We have no compositional axe to grind here—other than to bring to the larger musical community information about valuable pieces with which it may not be familiar. I charge my fellow judges to favor no style over another as a matter of policy, make every effort to avoid bias and conflict of interest (the judges' guidelines are particularly clear on this last point) and try to provide well-considered evaluation at every stage of the audition process. The best music, in the opinion of the judges—the work that most closely fulfills its artistic intent, regardless of style—should win.
(It strikes me with a certain irony, as someone who has "been in the business" longer than I care to admit, that it used to be the composers of "romantic" or "accessible" music who worried about being frozen out of the running—at least in competitions sponsored by elite performing and educational institutions...Times have changed.)
Anything we at The American Prize can do to raise the profile of the art of musical composition through the winning works we select, helps regain for American composers some of the attention and respect they once had, and still deserve.
Here are answers to other questions we have received from composers about The American Prize in Composition.
Q: Why must composers send recordings? Why don't you just accept the scores? And why not mp3 or other online files?

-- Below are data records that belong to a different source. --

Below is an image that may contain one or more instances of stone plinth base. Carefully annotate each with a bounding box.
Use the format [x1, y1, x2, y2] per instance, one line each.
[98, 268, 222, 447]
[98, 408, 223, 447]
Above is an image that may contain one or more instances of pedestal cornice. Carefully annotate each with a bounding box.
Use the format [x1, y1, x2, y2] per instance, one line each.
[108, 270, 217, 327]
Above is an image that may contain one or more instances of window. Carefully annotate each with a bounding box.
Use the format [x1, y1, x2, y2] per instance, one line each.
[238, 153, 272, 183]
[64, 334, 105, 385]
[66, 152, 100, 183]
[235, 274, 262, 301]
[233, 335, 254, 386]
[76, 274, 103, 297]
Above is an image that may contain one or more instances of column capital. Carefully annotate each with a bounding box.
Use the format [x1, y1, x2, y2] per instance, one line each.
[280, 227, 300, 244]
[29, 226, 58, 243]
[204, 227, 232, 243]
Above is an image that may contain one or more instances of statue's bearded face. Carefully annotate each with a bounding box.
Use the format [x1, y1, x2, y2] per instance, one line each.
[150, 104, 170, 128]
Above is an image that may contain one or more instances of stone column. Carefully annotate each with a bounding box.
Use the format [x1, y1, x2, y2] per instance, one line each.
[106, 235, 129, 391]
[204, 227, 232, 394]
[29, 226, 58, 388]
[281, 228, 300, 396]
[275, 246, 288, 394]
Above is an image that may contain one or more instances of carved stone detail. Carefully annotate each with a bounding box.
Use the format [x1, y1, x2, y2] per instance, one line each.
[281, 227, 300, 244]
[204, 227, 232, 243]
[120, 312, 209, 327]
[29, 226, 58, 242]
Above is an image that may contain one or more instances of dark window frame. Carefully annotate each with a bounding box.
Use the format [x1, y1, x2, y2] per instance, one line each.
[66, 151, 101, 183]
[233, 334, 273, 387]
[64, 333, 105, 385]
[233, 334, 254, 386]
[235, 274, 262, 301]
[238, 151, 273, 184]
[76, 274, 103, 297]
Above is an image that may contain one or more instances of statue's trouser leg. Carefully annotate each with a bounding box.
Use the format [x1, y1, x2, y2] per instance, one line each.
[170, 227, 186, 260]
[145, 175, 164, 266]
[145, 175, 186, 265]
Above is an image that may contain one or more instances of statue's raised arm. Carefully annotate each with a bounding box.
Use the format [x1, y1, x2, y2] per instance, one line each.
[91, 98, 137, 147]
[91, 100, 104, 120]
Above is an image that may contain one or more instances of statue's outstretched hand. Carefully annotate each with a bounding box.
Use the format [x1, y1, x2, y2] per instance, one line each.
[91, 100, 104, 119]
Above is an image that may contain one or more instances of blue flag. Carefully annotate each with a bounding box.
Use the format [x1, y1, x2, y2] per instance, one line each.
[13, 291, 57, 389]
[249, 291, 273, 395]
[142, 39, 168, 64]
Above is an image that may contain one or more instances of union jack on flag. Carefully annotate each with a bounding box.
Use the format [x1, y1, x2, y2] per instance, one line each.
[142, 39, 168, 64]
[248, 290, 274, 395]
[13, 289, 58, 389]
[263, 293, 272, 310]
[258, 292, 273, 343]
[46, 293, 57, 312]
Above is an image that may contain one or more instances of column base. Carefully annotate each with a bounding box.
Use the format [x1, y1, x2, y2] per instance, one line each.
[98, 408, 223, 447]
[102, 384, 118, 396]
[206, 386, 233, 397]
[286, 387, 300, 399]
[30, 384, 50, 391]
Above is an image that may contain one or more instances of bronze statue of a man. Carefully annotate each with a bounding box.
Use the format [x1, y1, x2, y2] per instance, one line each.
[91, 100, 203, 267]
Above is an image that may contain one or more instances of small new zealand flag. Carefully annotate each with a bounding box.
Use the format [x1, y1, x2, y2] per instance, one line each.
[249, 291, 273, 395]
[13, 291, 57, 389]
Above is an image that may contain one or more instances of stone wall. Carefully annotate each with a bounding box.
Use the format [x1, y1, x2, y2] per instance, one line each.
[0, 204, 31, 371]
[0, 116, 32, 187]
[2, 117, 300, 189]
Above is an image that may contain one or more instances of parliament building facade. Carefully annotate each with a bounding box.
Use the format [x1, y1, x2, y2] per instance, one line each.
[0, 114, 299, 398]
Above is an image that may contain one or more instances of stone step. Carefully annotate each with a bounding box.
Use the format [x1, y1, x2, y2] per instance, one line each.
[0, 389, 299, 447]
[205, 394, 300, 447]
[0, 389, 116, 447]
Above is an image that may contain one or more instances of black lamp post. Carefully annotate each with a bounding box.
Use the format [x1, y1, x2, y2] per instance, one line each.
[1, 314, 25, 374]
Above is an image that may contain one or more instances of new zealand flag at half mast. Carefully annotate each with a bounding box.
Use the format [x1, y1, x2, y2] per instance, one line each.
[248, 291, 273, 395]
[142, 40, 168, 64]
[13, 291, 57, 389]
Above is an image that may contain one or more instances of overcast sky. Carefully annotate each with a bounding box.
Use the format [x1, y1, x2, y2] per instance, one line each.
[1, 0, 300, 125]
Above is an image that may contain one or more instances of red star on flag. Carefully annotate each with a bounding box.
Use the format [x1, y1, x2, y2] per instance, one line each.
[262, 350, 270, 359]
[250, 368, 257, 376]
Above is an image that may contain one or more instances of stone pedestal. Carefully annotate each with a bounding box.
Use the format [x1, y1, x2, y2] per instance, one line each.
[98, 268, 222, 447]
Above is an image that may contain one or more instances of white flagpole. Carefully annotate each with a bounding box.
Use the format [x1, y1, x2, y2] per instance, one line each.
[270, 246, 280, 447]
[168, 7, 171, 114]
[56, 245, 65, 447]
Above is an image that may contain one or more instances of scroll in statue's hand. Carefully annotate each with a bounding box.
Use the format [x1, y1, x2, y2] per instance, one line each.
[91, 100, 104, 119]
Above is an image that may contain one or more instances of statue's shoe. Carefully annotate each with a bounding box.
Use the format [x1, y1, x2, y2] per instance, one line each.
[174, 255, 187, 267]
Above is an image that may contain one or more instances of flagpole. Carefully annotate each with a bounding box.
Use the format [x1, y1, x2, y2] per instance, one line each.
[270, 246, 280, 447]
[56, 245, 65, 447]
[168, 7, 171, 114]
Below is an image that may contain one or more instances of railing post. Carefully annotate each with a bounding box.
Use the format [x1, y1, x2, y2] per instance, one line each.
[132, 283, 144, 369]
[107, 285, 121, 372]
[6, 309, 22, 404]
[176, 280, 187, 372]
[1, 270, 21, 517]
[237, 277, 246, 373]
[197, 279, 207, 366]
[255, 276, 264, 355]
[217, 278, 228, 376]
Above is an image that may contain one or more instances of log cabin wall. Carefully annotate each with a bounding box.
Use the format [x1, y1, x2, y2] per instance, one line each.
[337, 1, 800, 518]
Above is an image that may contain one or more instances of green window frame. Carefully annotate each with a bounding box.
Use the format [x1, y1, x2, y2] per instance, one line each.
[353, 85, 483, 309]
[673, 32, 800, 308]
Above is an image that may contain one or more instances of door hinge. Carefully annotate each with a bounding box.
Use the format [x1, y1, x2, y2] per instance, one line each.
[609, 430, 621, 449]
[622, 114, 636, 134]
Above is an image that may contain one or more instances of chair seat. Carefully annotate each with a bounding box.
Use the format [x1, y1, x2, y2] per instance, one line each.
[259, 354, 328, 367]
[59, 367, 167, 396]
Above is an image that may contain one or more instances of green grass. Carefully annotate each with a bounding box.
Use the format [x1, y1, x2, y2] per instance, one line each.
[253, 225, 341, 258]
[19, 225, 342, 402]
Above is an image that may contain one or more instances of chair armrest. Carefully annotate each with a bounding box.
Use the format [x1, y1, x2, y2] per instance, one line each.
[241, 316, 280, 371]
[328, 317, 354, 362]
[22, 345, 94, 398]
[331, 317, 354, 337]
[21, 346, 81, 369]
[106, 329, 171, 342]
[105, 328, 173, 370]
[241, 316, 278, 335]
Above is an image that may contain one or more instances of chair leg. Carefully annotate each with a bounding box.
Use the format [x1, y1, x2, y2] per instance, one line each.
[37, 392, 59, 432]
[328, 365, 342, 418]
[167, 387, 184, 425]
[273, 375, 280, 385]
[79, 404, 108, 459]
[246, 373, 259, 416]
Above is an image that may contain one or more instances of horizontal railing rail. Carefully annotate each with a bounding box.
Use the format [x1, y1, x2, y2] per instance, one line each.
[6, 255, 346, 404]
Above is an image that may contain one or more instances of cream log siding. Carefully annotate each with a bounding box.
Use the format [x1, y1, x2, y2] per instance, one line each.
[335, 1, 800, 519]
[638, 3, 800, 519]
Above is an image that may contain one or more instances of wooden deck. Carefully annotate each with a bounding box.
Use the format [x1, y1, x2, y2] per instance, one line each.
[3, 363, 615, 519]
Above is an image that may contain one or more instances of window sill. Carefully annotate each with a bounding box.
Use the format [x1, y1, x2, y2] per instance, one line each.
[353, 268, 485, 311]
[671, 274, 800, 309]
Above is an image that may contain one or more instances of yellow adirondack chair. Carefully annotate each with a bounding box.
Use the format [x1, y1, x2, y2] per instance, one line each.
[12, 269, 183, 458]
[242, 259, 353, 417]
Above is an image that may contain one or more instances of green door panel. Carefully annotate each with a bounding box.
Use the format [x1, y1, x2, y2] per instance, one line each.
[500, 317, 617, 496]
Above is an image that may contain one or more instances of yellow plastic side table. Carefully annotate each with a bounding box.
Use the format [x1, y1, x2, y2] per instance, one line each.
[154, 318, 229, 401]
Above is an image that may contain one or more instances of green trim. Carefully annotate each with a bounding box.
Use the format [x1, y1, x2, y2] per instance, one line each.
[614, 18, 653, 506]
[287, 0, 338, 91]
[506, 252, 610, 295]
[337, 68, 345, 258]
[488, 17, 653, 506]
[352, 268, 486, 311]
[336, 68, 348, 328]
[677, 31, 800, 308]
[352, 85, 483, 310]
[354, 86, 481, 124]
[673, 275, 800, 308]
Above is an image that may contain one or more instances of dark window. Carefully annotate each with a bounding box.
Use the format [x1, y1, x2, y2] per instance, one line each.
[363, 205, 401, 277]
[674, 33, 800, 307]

A: The recorded component is key to the philosophy of The American Prize—central to what makes it unique. Different from many composition contests which require that only new, unperformed works be submitted, The American Prize in Composition seeks to evaluate and reward composers of works which have already been performed and recorded. Here's why we think that's important:
In an age when second hearings are sometimes more difficult to obtain than premieres, TAP provides a forum for the composer who has already accomplished thousands of hours of toil—shepherding a work from conception through to performance. By being previously performed—whether by a student, community or professional ensemble—submitted works have, to a certain extent, already been vetted. The scores (and parts) are more likely to be free of errors (and therefore more attractive to conductors interested in additional performances); the recording also helps provide the judges with more than a mind's ear conception: music being an aural art, they can hear (as well as see) the extent to which the composer seems to have satisfied his or her intended artistic aims, taking into consideration who is performing, of course.
As for recordings sent via the internet, not everyone has exceptional audio playback on their computers, but most musicians have excellent systems to listen to cds and dvds. Internet connections are not yet all created equal—some are prone to failure, others may be exceptionally slow. Besides, there is something tangible about a recording in the hand. Having a physical recording requires a commitment to the act of audition; it requires the musician to say "now I will focus on listening to this new work by Composer X," an act which still feels very different from clicking on an MP3 link.
Likewise, printed scores. Of course many composers have their music available as PDFs, but speaking as a conductor, I like to have the score open before me: I like to easily turn the pages, turn back quickly, check a fact, confirm a hunch, observe on the printed page the geography of the work. Music is far easier to read on paper than on a computer screen, where the monitor may be too small to see the whole page, or too small to read the notes.
II. What type of composers does The American Prize attract?A: Serious ones, both professionals and students. A number of composers we have heard from generated additional performances of works directly as a result of their placement in the competitions.
We are told that The American Prize helps give its laureates a way to cut through the welter of "noise" in the marketplace, to derive local, regional and national attention for their work, while seeking to provide contestants at various stages of the selection process—whether they win or not—with visibility and feedback far beyond the modest application fee.
Click on the WINNERS button on the homepage of The American Prize website to see our composer laureates.
Q: I am an American citizen living outside the U.S. May I still apply? What about recordings by foreign ensembles?
A: Perfectly fine. The competitions of The American Prize are open to all U.S. citizens, whether living in this country or abroad, and to others currently living, working and/or studying in the United States of America, its protectorates and territories. All application fees must be remitted in U.S. funds. Recordings by student, community or professional ensembles from anywhere in the world are acceptable.